Tras el golpe de Estado en Honduras, ejecutado por la cúpula militar el 28 de junio pasado para deponer al presidente Manuel Zelaya, y cuya autoría intelectual se atribuye a fuerzas tradicionales de la oligarquía, ¿cuántos y cuáles son los influyentes apellidos que controlan el frágil rumbo político y económico en el “Triángulo Norte” de Centroamérica?
Con un poder que empezaron a forjar a finales del siglo XIX y que consolidaron en la centuria anterior, unas 50 acaudaladas familias y sus mezclas y ramificaciones dominan el aparato productivo y marcan el destino de unos 27 millones de habitantes en las tres naciones, con reglas de favor y privilegio: financiar partidos, copar voluntades políticas, dictar ritmo el económico y contener las demandas sociales de más de 13 millones de pobres.
Ya sea como importadores y exportadores o involucrados en finanzas, comercio, agroindustria y medios de comunicación, los Gutiérrez, en Guatemala; los Cristiani, en El Salvador, y los Facussé, en Honduras, son las familias más poderosas.
Contra “Mel”
En Honduras, las familias acaudaladas “son el ‘lobby’ más poderoso” y su expresión política “es el secuestro y la captura del Estado”, dijo el analista político hondureño Manuel Torres, coautor de un libro sobre el poder fáctico de ese país.
“Es un modelo político que ha trabajado para la desigualdad y concentra el capital: 10% de la población obtiene alrededor del 51% de la renta nacional.

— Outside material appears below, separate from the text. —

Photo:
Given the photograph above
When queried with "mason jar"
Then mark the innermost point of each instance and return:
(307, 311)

De ese 10%, menos del 3% recibe alrededor del 37% de la renta”, declaró Torres EL UNIVERSAL. “La fusión de poder político y empresarial originó la captura del Estado en Honduras”, describió.
Por su parte, sin identificarlos, el presidente costarricense, Óscar Arias, mediador en la crisis hondureña, reveló que clanes empresariales de Honduras, que son un soporte esencial del gobernante de facto, Roberto Micheletti, rechazan restituir a Manuel Zelaya.

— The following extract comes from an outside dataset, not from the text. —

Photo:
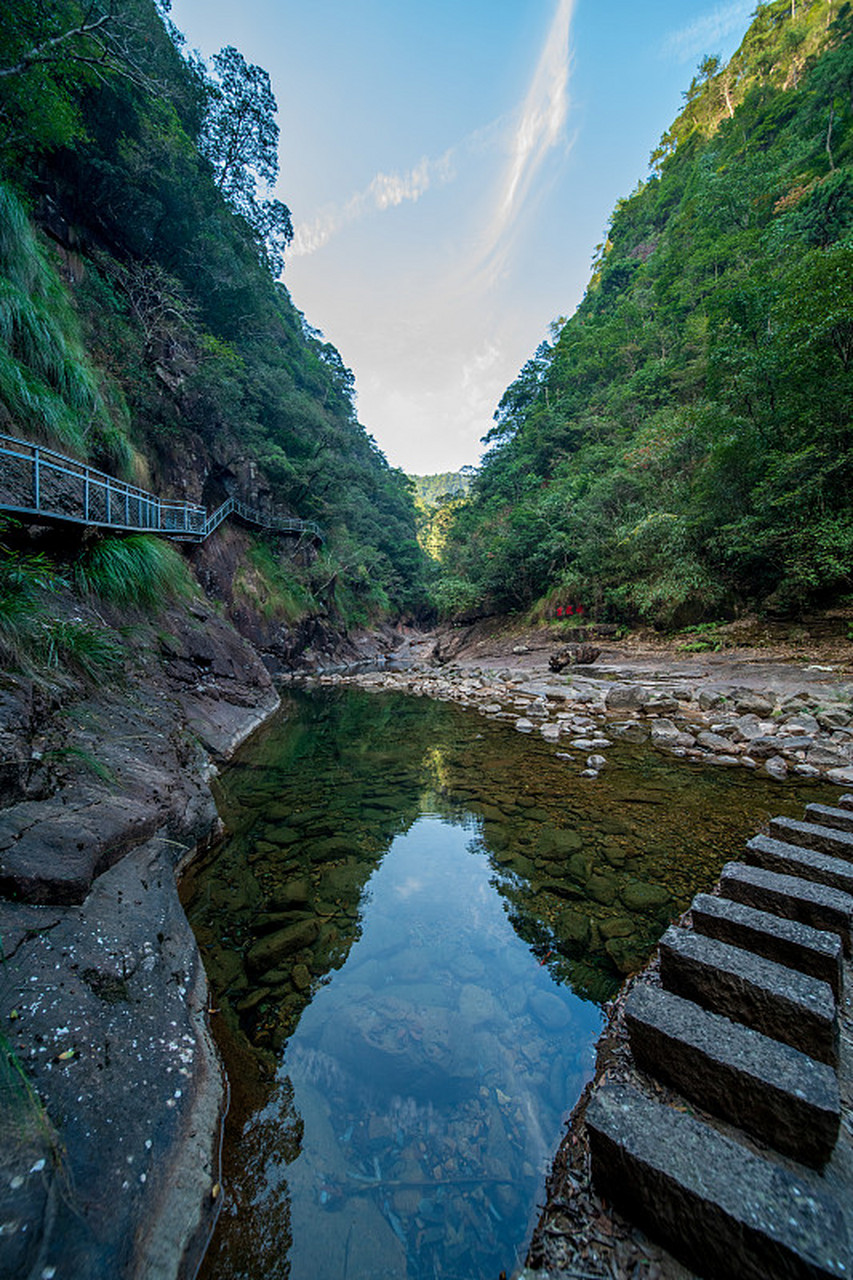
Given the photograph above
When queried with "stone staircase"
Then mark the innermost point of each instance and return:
(731, 1146)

En los tres países, las familias más pudientes controlan banca, finanzas, industria, comercio, alimentos, periódicos, televisoras, radioemisoras, agro, ganado, cervecería, vinos, licores, minería, bebidas, cemento, construcción, azúcar, café, hotelería, recreación, energía, inmobiliaria, maquila, seguros, pensiones, automotriz, transporte, aeronáutica, construcción, pintura, muebles, químicos, fertilizantes, tejidos, hilos, fertilizantes, plásticos o calzado, en una larga lista.
A través de Arena
En El Salvador, las 14 familias que tuvieron dominio político y económico desde finales del siglo XIX, y a las que se acusó de provocar un conflicto social que derivó en 12 años de guerra (1980-1992), ahora están aglutinadas en ocho grupos y en la derechista Alianza Republicana Nacionalista (Arena), que este año perdió control del gobierno. Cerca del 20% más rico de la población salvadoreña se queda con casi el 60% del ingreso y el 20% más pobre con poco más del 2%, según cifras oficiales.

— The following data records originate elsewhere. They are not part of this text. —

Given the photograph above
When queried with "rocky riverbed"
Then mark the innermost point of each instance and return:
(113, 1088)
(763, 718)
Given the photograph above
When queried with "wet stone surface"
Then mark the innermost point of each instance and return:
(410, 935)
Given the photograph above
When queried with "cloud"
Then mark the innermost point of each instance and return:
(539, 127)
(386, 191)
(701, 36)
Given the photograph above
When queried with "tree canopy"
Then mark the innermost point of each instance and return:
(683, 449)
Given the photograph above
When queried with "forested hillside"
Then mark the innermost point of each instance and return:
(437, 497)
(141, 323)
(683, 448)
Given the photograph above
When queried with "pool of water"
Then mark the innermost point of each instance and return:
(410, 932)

Con datos del Banco Central de Guatemala, el Instituto Centroamericano de Estudios Políticos —ente no gubernamental guatemalteco— calculó que las familias más ricas controlan cerca del 48% de la composición del Producto Interno Bruto en agricultura, ganadería, minería, industria manufacturera, comercio, transporte, construcción, finanzas, servicios, inmobiliaria y electricidad, entre otras ramas.
Pese a la guerra de Guatemala, que se desarrolló entre 1960 y 1996, la oligarquía guatemalteca “nunca abandonó el poder ni vio seriamente en peligro sus propiedades”, dijo la historiadora guatemalteca Marta Casaús, profesora de la Universidad Autónoma de Madrid, en un estudio sobre linaje y racismo que entregó a este diario.
Las redes “no pierden, en sus sucesivas metamorfosis, su memoria histórica ni olvidan su forma de reproducción, ni modifican su estructura interna”, adujo. Al igual que han hecho sus antepasados, la élite desarrolla “mecanismos de supervivencia como estirpe”, para mantener hegemonía, destacó.